Bunun üzerine TRT Genel Müdürü özürler dileyerek emrin gereğini yerine getirdi. Aslında bana çok büyük bir iyilik yapmıştı MK Zorti; üç otuz paraya çalıştığım TRT'den çok iyi para karşılığı Star'a geçtim ve 10 yıl süreyle programı dilediğimce yaptım. 

Kimi kaynaklara göre asker 1978'den itibaren, kimi kaynaklara göreyse de 1979 ortalarında başlayarak darbeye hazırlanır. Askerler 1979 sonunda bir uyarı mektubuyla siyasileri uyarırlar. Ancak siyasiler bu uyarıları ciddiye almaz ve somut bir iş birliğine yanaşmaz! Siyasi katlarda çalışmalar sürerken sokaktaki hareketlilik de hepten artar. ABD ve NATO'da her fırsatta darbeyi teşvik eder. Darbe sonrasında CIA yetkilisi Paul Henze'nin Başkan Carter'i arayarak "bizim çocuklar başardı!" dediğini duymayan da bilmeyen de kalmamıştır! 

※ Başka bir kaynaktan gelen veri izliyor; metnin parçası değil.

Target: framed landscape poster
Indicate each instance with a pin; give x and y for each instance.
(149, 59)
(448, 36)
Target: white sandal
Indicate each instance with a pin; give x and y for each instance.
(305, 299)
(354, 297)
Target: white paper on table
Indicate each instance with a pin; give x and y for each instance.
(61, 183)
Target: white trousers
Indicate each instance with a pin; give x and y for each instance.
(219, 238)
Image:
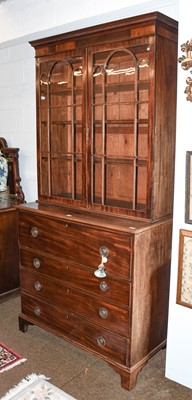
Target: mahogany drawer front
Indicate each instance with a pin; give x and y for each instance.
(76, 243)
(77, 276)
(65, 324)
(92, 308)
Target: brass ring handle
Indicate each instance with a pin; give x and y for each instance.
(36, 263)
(103, 313)
(103, 286)
(37, 311)
(34, 231)
(101, 341)
(38, 286)
(100, 271)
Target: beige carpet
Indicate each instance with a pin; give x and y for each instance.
(36, 387)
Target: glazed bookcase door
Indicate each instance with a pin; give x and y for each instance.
(121, 128)
(61, 142)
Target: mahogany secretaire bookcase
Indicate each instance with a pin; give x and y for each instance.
(95, 248)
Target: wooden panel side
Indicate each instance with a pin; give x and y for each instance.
(165, 128)
(150, 290)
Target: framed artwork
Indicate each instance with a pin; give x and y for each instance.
(184, 283)
(188, 188)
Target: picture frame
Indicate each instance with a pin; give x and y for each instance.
(184, 282)
(188, 188)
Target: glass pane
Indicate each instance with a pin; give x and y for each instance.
(141, 199)
(61, 128)
(143, 140)
(120, 135)
(44, 178)
(120, 141)
(119, 184)
(97, 182)
(61, 139)
(61, 177)
(78, 139)
(78, 179)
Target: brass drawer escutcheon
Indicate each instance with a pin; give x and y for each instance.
(37, 311)
(101, 341)
(38, 286)
(104, 286)
(36, 263)
(103, 313)
(34, 231)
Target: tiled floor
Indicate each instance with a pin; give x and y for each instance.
(76, 372)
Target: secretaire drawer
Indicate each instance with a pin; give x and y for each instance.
(66, 324)
(76, 275)
(81, 303)
(77, 243)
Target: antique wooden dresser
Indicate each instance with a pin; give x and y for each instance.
(95, 248)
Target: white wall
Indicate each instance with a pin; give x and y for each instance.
(179, 347)
(25, 20)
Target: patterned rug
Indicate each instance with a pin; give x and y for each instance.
(8, 358)
(36, 387)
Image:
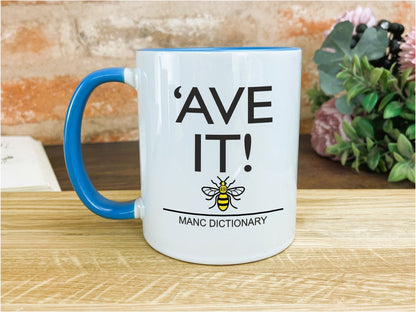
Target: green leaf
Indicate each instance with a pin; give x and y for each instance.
(382, 165)
(370, 101)
(349, 131)
(373, 158)
(343, 106)
(356, 64)
(354, 91)
(375, 75)
(369, 143)
(393, 109)
(355, 150)
(386, 100)
(389, 161)
(387, 126)
(366, 64)
(398, 172)
(410, 132)
(405, 75)
(363, 127)
(329, 84)
(373, 44)
(344, 157)
(407, 115)
(394, 134)
(393, 147)
(410, 173)
(411, 87)
(410, 103)
(405, 147)
(336, 47)
(398, 157)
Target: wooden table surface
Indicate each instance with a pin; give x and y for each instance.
(354, 250)
(115, 166)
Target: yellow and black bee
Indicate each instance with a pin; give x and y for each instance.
(223, 194)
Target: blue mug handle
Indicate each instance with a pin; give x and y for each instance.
(72, 147)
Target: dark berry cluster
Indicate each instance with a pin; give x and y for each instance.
(394, 32)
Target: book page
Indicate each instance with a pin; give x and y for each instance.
(25, 166)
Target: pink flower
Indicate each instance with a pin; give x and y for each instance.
(407, 54)
(328, 121)
(356, 17)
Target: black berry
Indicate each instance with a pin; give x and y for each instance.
(387, 63)
(394, 46)
(361, 28)
(383, 24)
(396, 28)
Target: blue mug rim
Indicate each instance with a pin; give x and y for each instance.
(218, 49)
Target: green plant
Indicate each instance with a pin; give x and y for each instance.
(380, 101)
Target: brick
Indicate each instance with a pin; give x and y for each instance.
(48, 46)
(27, 40)
(37, 99)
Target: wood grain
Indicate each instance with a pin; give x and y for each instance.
(354, 250)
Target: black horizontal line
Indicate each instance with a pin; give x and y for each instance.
(222, 215)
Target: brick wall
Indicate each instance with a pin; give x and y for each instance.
(48, 47)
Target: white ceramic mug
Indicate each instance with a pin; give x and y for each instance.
(218, 147)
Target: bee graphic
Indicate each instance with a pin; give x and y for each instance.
(223, 194)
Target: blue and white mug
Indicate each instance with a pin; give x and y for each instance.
(218, 150)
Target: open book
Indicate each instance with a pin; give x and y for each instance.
(25, 167)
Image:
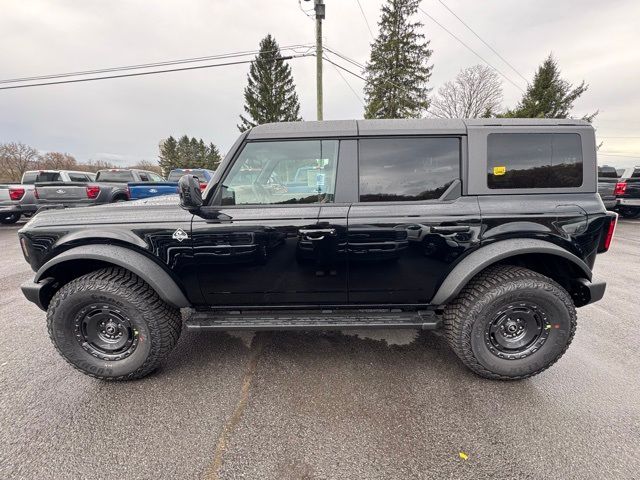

Türkiye'de 12 Eylül öncesi ve Konsey arkadaşlarıyla Evren'in yaptıklarını, darbenin yol açtığı tahribatı, tutuklanan kimine göe 600 bin kimine göreyse 1 milyon kişinin başına gelenleri anlatmak için kitap hatta kitaplar yazmak gerekir. 

Her şeyden önce 70'li yıllarda birdenbire başlayan terör eylemlerinin neden, nasıl ve kimlerce yönetildiğini öğrenmemiz gerekir. Özetle tarih bu dönemi yeniden değerlendirip yeniden kaleme almak zorundadır!